Pfizer Makes Mountain Bikes?

Who knew?

LONDON (CBS Atlanta) – A cyclist needed medical intervention at an Irish hospital because an injury he suffered caused his penis to remain erect for nearly two months.

The unnamed bicyclist sustained an injury on the crossbar of his mountain bike that interfered with the blood flow to his penis.

A medical report quoted in the Irish Examiner said the biker’s pain and bruising settled within days, but that he sustained ongoing “high-flow” priapism “with rigid erection”.

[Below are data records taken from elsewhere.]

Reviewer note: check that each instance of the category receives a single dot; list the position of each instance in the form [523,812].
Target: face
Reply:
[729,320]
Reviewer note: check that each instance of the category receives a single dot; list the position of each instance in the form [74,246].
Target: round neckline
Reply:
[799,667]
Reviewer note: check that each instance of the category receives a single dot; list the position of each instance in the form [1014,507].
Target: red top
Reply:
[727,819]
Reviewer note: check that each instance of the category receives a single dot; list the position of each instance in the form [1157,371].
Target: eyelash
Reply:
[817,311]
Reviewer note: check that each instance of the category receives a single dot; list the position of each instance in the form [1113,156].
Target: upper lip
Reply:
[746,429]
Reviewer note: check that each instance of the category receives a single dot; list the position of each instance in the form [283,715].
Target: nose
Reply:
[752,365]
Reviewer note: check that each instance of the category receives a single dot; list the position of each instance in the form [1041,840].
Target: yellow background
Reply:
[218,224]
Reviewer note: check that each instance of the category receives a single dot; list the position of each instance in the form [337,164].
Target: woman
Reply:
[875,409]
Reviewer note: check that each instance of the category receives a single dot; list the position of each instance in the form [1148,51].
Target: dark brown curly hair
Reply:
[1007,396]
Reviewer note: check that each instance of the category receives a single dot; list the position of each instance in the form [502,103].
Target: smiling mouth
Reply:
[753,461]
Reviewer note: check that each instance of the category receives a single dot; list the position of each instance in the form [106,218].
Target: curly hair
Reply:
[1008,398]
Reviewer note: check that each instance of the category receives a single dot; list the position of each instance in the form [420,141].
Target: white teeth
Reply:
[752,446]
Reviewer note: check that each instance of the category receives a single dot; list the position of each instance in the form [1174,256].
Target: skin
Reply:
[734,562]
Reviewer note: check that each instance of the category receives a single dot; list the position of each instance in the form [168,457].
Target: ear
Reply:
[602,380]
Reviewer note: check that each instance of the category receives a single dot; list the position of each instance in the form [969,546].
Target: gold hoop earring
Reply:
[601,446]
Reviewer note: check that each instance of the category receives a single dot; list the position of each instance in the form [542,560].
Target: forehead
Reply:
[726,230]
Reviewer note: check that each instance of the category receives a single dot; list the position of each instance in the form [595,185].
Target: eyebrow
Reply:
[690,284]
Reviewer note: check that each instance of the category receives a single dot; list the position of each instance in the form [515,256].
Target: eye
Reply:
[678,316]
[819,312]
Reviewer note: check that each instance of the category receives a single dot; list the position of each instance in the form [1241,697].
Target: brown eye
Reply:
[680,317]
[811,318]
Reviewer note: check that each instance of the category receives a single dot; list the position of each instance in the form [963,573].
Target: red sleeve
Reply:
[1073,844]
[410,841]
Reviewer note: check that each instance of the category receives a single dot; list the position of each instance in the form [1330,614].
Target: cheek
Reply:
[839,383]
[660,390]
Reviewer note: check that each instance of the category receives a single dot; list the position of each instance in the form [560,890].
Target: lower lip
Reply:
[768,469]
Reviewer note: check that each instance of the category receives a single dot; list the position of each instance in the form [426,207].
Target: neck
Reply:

After suffering in silence for five weeks, he finally sought medical attention.

FIVE WEEKS!?!?!?

7 Responses to “Pfizer Makes Mountain Bikes?”

  1. Julie says:

    Imagine walking into the ER with that problem. I’m remembering the Big Bang Theory episode where the nurse announced over the PA system that Howard had a robotic arm stuck on his…

  2. Syd B. says:

    Apparently, his wife is in critical condition.

  3. Rob says:

    Call Guinness. Gotta be a record in there somewhere. World’s Dimmest Bulb maybe.

  4. Gunslinger says:

    He should’ve called Trojan and gotten himself a sponsorship.

    (Y’Know Mr. Bingley, this is a story Sillicosick would have loved.)

  5. Mr. Bingley says:

    Hehe, that’s true, Guns.

    I think about that collection of folks every now and then…a different…quirky…bunch, that’s for sure.

  6. Mark says:

    I guess he’s missed all of those commercials over the years about the four hour time limit…

    So, um, just how do I crash my bike that way?